We are done building the NiFi flows, you can head to the summary, then onward to the next area of development for this data pipeline.
Approach 2: Import NiFi Flow For Acquisition and Storage
Download the NiFi template AcquireTweetsStreamTweets.xml to your local computer.
After starting your sandbox, open HDF NiFi UI at http://sandbox-hdf.hortonworks.com:9090/nifi.
Open the Operate panel if not already open, then press the Upload Template icon .
Press on Select Template icon .
The file browser on your local computer will appear, find AcquireTweetsStreamTweets.xml template you just downloaded, then press Open, then press UPLOAD.
You should receive a notification that the Template successfully imported. Press OK to acknowledge.
Drop the Template icon onto the NiFi canvas.
Add Template called AcquireTweetsStreamTweets.
You will notice on the process group called AcquireTwitterData, there is one yellow warning. Double click on that process group to enter it. Zoom in if needed. GrabGardenHose processor has the warning. The reason is that we need to update the Consumer API Key and Consumer API Secret Key and the Access Token and Access Token Secret in the processor's properties table for the warning to go away.
Table 24: Properties Tab
Property | Value |
---|---|
Twitter Endpoint | Filter Endpoint |
Consumer Key | <Your-Consumer-API-Key> |
Consumer Secret | <Your-Consumer-API-Secret-Key> |
Access Token | <Your-Access-Token> |
Access Token Secret | <Your-Access-Token-Secret> |
Languages | en |
Terms to Filter On | AAPL,ORCL,GOOG,MSFT,DELL |
Start the NiFi flow. Hold control + mouse click on each process group, then click the start option.

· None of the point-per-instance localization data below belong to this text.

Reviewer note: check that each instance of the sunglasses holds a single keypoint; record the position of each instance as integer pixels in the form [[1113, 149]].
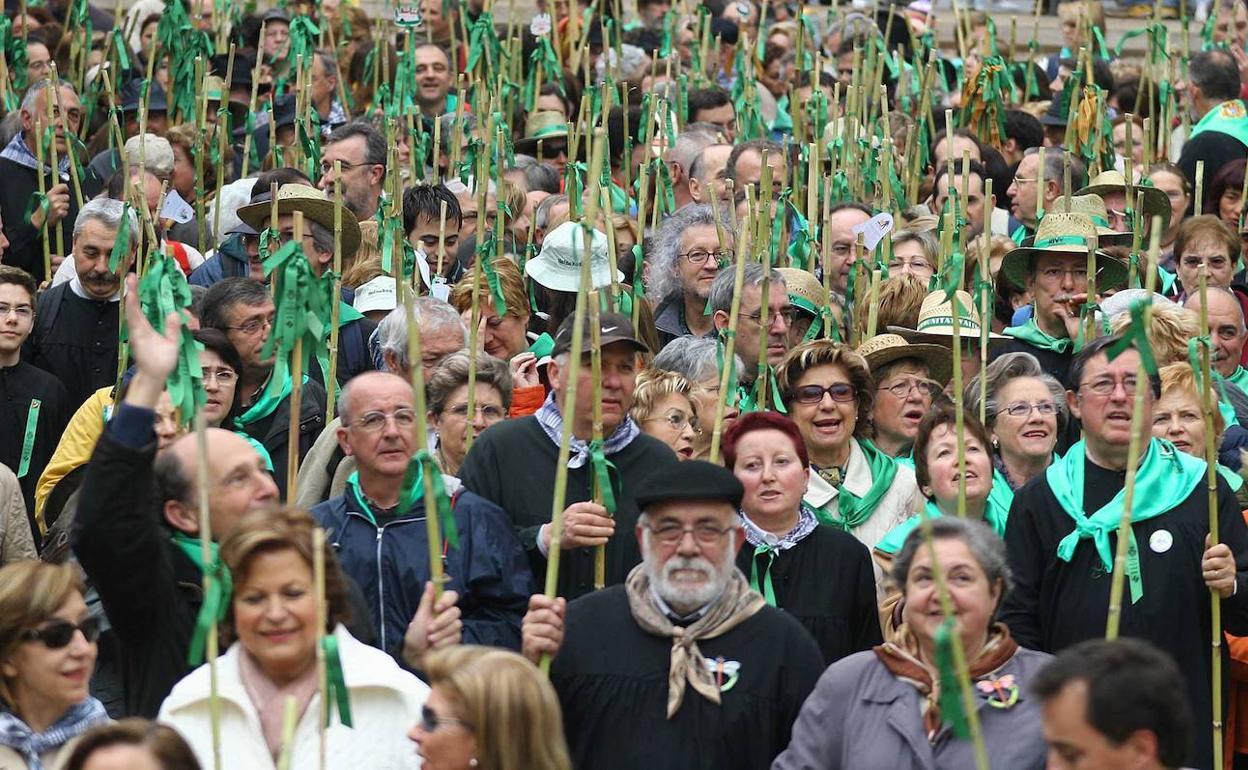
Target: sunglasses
[[59, 633]]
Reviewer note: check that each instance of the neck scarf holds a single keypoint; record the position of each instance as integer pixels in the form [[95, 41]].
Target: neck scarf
[[270, 698], [552, 424], [770, 545], [1165, 478], [854, 511], [904, 662], [733, 607], [1032, 335], [18, 735]]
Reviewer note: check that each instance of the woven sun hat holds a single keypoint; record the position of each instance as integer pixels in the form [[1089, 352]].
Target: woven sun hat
[[1093, 206], [558, 265], [1156, 201], [1066, 233], [935, 322], [882, 350], [313, 205]]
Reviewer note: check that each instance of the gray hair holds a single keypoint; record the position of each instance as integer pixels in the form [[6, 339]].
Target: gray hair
[[431, 313], [985, 545], [694, 357], [664, 275], [107, 212], [452, 375], [1004, 370], [721, 288]]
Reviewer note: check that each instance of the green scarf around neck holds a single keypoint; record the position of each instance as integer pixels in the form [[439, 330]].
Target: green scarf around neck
[[1032, 335], [1163, 479], [854, 511]]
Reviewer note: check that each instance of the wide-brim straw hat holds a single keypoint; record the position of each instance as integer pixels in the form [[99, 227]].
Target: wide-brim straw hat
[[1093, 206], [1066, 233], [935, 322], [884, 350], [315, 205], [558, 265], [1156, 201]]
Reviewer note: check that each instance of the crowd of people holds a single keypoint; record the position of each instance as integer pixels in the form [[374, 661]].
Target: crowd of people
[[719, 385]]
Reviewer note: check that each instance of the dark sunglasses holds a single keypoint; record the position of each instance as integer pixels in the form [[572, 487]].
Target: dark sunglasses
[[59, 633]]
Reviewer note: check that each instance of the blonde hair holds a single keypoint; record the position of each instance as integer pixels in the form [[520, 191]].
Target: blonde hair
[[825, 352], [509, 706], [653, 386], [30, 592]]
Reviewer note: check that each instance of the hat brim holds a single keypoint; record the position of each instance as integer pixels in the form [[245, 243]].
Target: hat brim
[[318, 211]]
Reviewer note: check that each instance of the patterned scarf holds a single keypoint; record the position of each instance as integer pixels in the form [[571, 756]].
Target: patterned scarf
[[733, 607], [18, 735], [901, 658], [552, 424]]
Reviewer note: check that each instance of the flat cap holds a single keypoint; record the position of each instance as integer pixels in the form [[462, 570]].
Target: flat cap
[[690, 481]]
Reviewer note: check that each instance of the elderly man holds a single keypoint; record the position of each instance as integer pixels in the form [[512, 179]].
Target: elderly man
[[20, 170], [684, 665], [688, 255], [1062, 532], [75, 335], [361, 149], [513, 463], [381, 540], [326, 467], [136, 533]]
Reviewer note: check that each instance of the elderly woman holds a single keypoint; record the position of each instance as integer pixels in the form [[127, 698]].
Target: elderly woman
[[790, 557], [1026, 414], [664, 404], [448, 404], [854, 486], [881, 708], [273, 622], [489, 708], [697, 358], [48, 649], [905, 377]]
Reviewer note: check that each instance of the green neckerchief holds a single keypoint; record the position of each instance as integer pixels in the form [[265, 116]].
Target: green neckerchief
[[1032, 335], [1165, 478], [854, 511], [216, 598], [996, 512], [265, 406]]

Once NiFi writes tweet data to Kafka on HDP, you can check the provenance events quickly by looking at the PublishKafka_0_10 processor inside the AcquireTwitterData process group.
To turn off a process group, you can do so by holding control + mouse click on for instance the AcquireTwitterData process group, then choose stop option.
Summary
Congratulations! You built two dataflows in their own separate process groups: AcquireTwitterData and StreamTweetsToHBase. Now using the AcquireTwitterData process group, we can acquire Twitter data from Twitter's Decahose stream API. The data pipeline filters for tweets before publishing messages into Kafka topic 'tweets', which is picked up by the external service Spark. The data pipeline also updates the flowfile content in JSON with key value pairs to that will help us do a calculation for sentiment score of each tweet in a later part of the demo. The other dataflow StreamTweetsToHBase ingests Kafka messages and streams the content to HBase.